À peine la porte fermée, il arrache mon corsage, sort mes seins lourds. « Oh ja, grosse Titten ! » Ses lèvres aspirent mes tétons, durs comme cailloux, mordille. Je gémis : « Mmmh, Ludwig… » Ma jupe tombe, culotte trempée. Il baisse son froc : bite épaisse, veineuse, gland violet.
Je m’agenouille, l’avale. Goût salé, prépuce qui glisse. Il grogne : « Ja, saug mich ! » Je pompe fort, couilles poilues en main. Miroir de l’armoire : vue de ouf sur mon cul bombé. Il me relève, écarte mes cuisses, doigts dans ma fente dégoulinante. Odeur de mouille entêtante.
La baise interminable jusqu’au matin
« Fick mich ! » je halète. Il me plaque sur le lit, enfonce sa queue d’un coup. Sensations : plénitude, frottements brûlants. Je croise jambes sur ses reins, onclite son cul massif. « Ja ! Ja ! Hummpf ! » On baise comme des bêtes, lits qui grince.
Il accélère, je contracte ma chatte, orgasme me secoue : jus qui gicle sur ses couilles. Il jouit dedans, sperme chaud qui inonde. On s’effondre, sueur poisseuse. Mais il bande encore. Doigt dans mon cul, facile, lubrifié.

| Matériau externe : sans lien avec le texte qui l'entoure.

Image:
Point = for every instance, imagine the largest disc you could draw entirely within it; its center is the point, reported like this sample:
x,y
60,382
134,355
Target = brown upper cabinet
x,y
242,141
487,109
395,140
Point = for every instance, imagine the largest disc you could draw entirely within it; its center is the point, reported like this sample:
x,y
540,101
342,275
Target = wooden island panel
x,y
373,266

Je me mets à quatre pattes. « Nimm mein Arsch ! » Gland contre mon trou, glisse sans forcer. Plaisir anal intense, sphincter qui serre. Il tape fort, fesses qui claquent, « ploc ploc ». Je me branle le clito, mouille ruisselle. Il gicle au fond, rectum plein.
On reste collés, sa queue pulse. Plop au retrait, sperme qui coule. Douche ? Nan, on pionce.
Six heures, chasse d’eau. Il sort de la salle de bain, nu, bite semi. « Guten Morgen, Liebling. » Embrassade, tétons dressés. Je le branle sous l’eau, pipe matinale : sperme en bouche, goût amer, coule sur mes seins.
Cuni retour : sa langue sur mon clito gonflé, trois doigts dedans. Odeurs mélangées, je jouis en criant. Re-baie vaginale, missionnaire sauvage. « Früstück ! » je dis en lui pompant le reste.
Sept heures trente, panique. « Wieviel Uhr ? » Il file après un baiser. Son soutif ? Non, son boxer oublié. Petit dej gratos du patron : « Revenez pour l’accordéon ! »
Quelle nuit… J’en mouille encore en y repensant.